Then later came, last but not least, the temptation to go as missionary to the Cherokee Indians. I have not a doubt that in that direction I could have developed my independence and have been extremely useful, had I not been influenced by people in whose judgment I had full confidence—a rare thing in young, impulsive, enthusiastic natures, to accept the advice of others. I was bridled and held in check, not by a clear vision but by influences which overpowered me as the magnet does the iron which it attracts.

Also, do I consider it fair and right and not out of place to speak of the lecturers and teachers connected with the medical department of the Western Reserve College. At the time as well as in the following years, I often heard depreciatory remarks about our professors and their methods of instruction.

There was no doubt that a very few of the students in attendance had a collegiate education superior to that which some of the professors might have had in their younger days, for instance, Dr. John J. Delamater, then over seventy years old, and Dr. J. B. Kirtland, not far from seventy, both of them the kindest of men, true philanthropists and men of a natural genius who had attained a high position among their fellow men.

They had had, perhaps, less advantages in booklearning when young, yet they had the power of inspiring youth to a higher and more thorough study, and their influence in developing the thinking powers of the students was something remarkable. Originality of thought, reasoning and deduction was the example given to us by them. And the form of their teachings was not so much memorizing prescribed methods as the teaching of the students how to observe closely all the phenomena of the case of illness in question and how to study the smallest details, physical, mental and moral, in order to find the primary cause. Such instruction can never be gained from books, although medical literature has now begun to attempt it. Many of the students ridiculed the hints and directions given, while to others they were the inspiration for deeper study even after the degree was obtained.

I know it was so in my case, and works like Kölliker’s Comparative Anatomy, later Virchow’s Cellular Pathology, and works on biology, embryology and histology became really the foundation upon which I built my practice, taking little heed of recommendations of how to treat cases or how to administer doses of this or that old or new remedy or system of remedies. I did my own reasoning, I made my own deductions, in as logical a method as possible as the cases revealed themselves to my understanding through physical or psychical symptoms. Originality and spontaneity of mental action are injured by unthinking cramming of mind and memory with booklearning.

It is for these reasons that I love to think, with gratitude and a deep feeling of honor, of the men who then constituted the medical faculty, although two of them were greatly annoyed by the presence of the four women students and did not hesitate to manifest their feelings in word and deed, without being offensive.

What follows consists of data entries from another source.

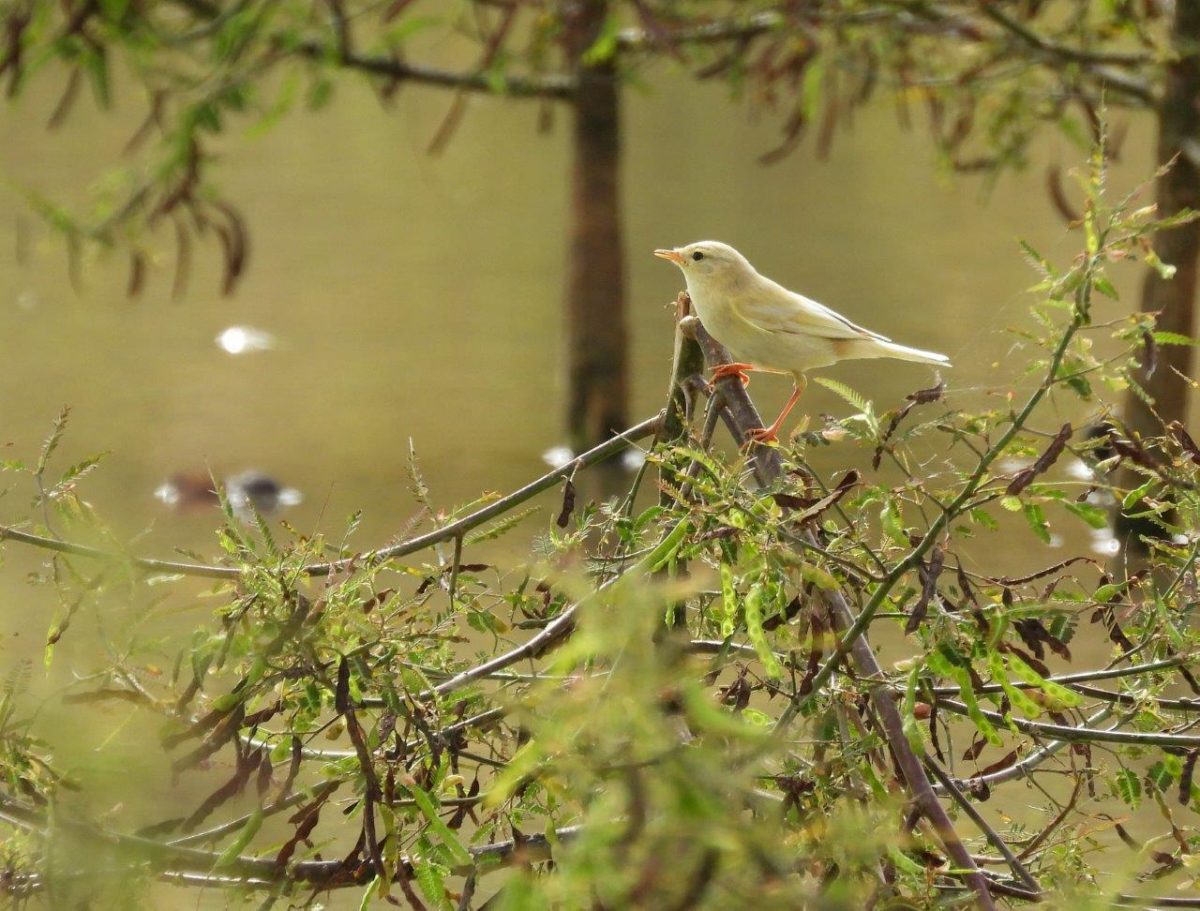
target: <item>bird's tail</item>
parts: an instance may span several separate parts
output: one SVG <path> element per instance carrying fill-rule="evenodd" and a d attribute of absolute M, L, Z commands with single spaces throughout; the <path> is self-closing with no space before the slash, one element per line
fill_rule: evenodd
<path fill-rule="evenodd" d="M 856 341 L 850 353 L 851 357 L 894 357 L 902 361 L 916 361 L 918 364 L 936 364 L 939 367 L 949 367 L 950 358 L 936 351 L 922 351 L 920 348 L 909 348 L 907 345 L 897 345 L 895 342 L 885 342 L 876 339 Z"/>

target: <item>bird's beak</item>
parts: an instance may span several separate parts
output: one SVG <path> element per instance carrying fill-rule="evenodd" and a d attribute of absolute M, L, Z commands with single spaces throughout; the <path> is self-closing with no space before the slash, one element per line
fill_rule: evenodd
<path fill-rule="evenodd" d="M 677 266 L 682 266 L 686 262 L 686 260 L 683 258 L 683 254 L 677 253 L 674 250 L 655 250 L 654 255 L 659 259 L 665 259 Z"/>

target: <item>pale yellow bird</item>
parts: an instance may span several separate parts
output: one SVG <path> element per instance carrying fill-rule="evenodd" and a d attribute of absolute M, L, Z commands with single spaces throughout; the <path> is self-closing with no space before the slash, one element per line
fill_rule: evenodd
<path fill-rule="evenodd" d="M 701 324 L 733 355 L 733 363 L 714 368 L 714 380 L 737 376 L 749 383 L 747 373 L 752 370 L 786 373 L 795 380 L 779 417 L 770 427 L 754 431 L 753 438 L 759 442 L 778 438 L 784 418 L 804 391 L 804 374 L 815 367 L 866 357 L 950 366 L 944 354 L 897 345 L 759 275 L 746 257 L 728 244 L 702 240 L 673 250 L 655 250 L 654 255 L 682 270 Z"/>

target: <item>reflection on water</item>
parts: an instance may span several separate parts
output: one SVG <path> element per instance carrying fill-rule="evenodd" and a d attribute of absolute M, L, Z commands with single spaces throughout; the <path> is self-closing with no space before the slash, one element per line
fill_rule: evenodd
<path fill-rule="evenodd" d="M 570 446 L 551 446 L 542 453 L 542 461 L 551 468 L 562 468 L 570 464 L 578 453 Z M 632 446 L 617 457 L 617 464 L 625 471 L 637 471 L 646 463 L 646 451 Z"/>
<path fill-rule="evenodd" d="M 570 446 L 551 446 L 542 453 L 542 461 L 551 468 L 562 468 L 575 458 L 575 450 Z"/>
<path fill-rule="evenodd" d="M 275 347 L 275 336 L 262 329 L 250 326 L 230 326 L 222 329 L 216 338 L 217 347 L 226 354 L 250 354 L 255 351 L 270 351 Z"/>

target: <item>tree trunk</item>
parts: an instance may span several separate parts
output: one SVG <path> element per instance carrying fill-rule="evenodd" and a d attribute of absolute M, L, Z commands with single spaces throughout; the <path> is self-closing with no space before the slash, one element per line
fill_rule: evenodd
<path fill-rule="evenodd" d="M 1175 215 L 1182 209 L 1200 208 L 1200 171 L 1184 152 L 1200 142 L 1200 0 L 1177 0 L 1172 28 L 1173 43 L 1180 58 L 1167 67 L 1163 99 L 1158 110 L 1158 163 L 1175 165 L 1158 179 L 1158 214 Z M 1142 286 L 1142 309 L 1158 311 L 1158 328 L 1192 335 L 1195 327 L 1197 255 L 1200 254 L 1200 222 L 1160 232 L 1154 250 L 1176 269 L 1174 278 L 1164 279 L 1151 269 Z M 1187 384 L 1175 373 L 1191 375 L 1191 348 L 1163 347 L 1153 374 L 1143 364 L 1137 380 L 1154 399 L 1153 411 L 1135 394 L 1126 405 L 1129 428 L 1143 436 L 1162 430 L 1162 421 L 1187 418 Z M 1174 370 L 1172 369 L 1174 368 Z M 1157 417 L 1155 417 L 1157 412 Z M 1159 420 L 1161 419 L 1161 421 Z"/>
<path fill-rule="evenodd" d="M 577 450 L 621 431 L 628 417 L 620 90 L 612 61 L 583 59 L 607 15 L 607 0 L 577 0 L 566 15 L 567 48 L 579 80 L 572 106 L 566 288 L 567 427 Z"/>
<path fill-rule="evenodd" d="M 1174 166 L 1158 179 L 1160 217 L 1182 209 L 1200 209 L 1200 169 L 1189 157 L 1200 142 L 1200 0 L 1176 0 L 1172 43 L 1178 59 L 1168 64 L 1162 101 L 1158 109 L 1158 164 L 1174 159 Z M 1154 251 L 1163 262 L 1175 267 L 1173 278 L 1164 279 L 1154 269 L 1142 285 L 1142 310 L 1158 313 L 1158 328 L 1181 335 L 1195 334 L 1197 256 L 1200 255 L 1200 222 L 1192 222 L 1154 239 Z M 1187 422 L 1188 385 L 1179 376 L 1191 376 L 1192 349 L 1186 345 L 1158 349 L 1157 364 L 1143 362 L 1135 379 L 1153 400 L 1153 407 L 1130 392 L 1126 397 L 1125 421 L 1129 430 L 1143 438 L 1162 432 L 1171 421 Z M 1178 373 L 1176 373 L 1178 371 Z M 1126 476 L 1125 482 L 1134 485 Z M 1121 537 L 1130 532 L 1146 533 L 1144 523 L 1118 520 Z"/>

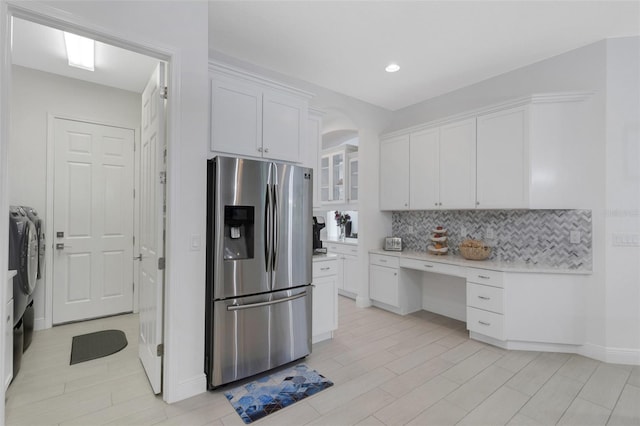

Indeed, even this feeling that our presence was objectionable was of use in our training, as it gave us a strong foretaste of the prejudice which we were to meet in our professional lives. And it helped us in many ways to develop the courage which we were to need in meeting the offensive behavior of many physicians and students with whom we were obliged to come in contact when trying to seek fellowship in private practice, or to increase our knowledge, or to gain admittance to public institutions.

CHAPTER XVIII

Returns to New York to begin practice as an M.D.—Insuperable difficulties encountered by a woman physician in finding an office to rent in New York—Dr. Zakrzewska opens her office in one of Dr. Blackwell’s parlors—No admission for women to dispensaries or hospitals—Infirmary remains closed for lack of money—Dr. Zakrzewska meets Mary L. Booth who informs the newspapers and social circles of the medical women—In desperation, she goes to Boston to visit Mrs. Severance and to seek contributions for the Infirmary—Meets Mr. Samuel E. Sewall and his daughter Lucy—Her campaign in Boston is successful—Its extension to Portland, Maine, is unsuccessful—She goes to Philadelphia for the same purpose but succeeds only in convincing the Female Medical College there that it must build a hospital for itself—A second visit to Boston to ask help for the long-delayed Infirmary Fair—Meets Mrs. Ednah D. Cheney—Extends campaign to smaller towns around Boston with no success. (Twenty-six years of age: 1856.)

With regret, I made ready to depart from Cleveland. I dreaded the obstacles which I saw and felt were before me and which I must conquer. I fully felt the isolated social position which we four women medical students had occupied in Cleveland. My three companions, belonging to the orthodox church and disapproving of each and every subject discussed in Mr. Mayo’s congregation, had absolutely no outside recreation, “even of the body,” and were shunned even in the boarding house by the inmates there, where we had found an otherwise comfortable home during the first winter, in 1854.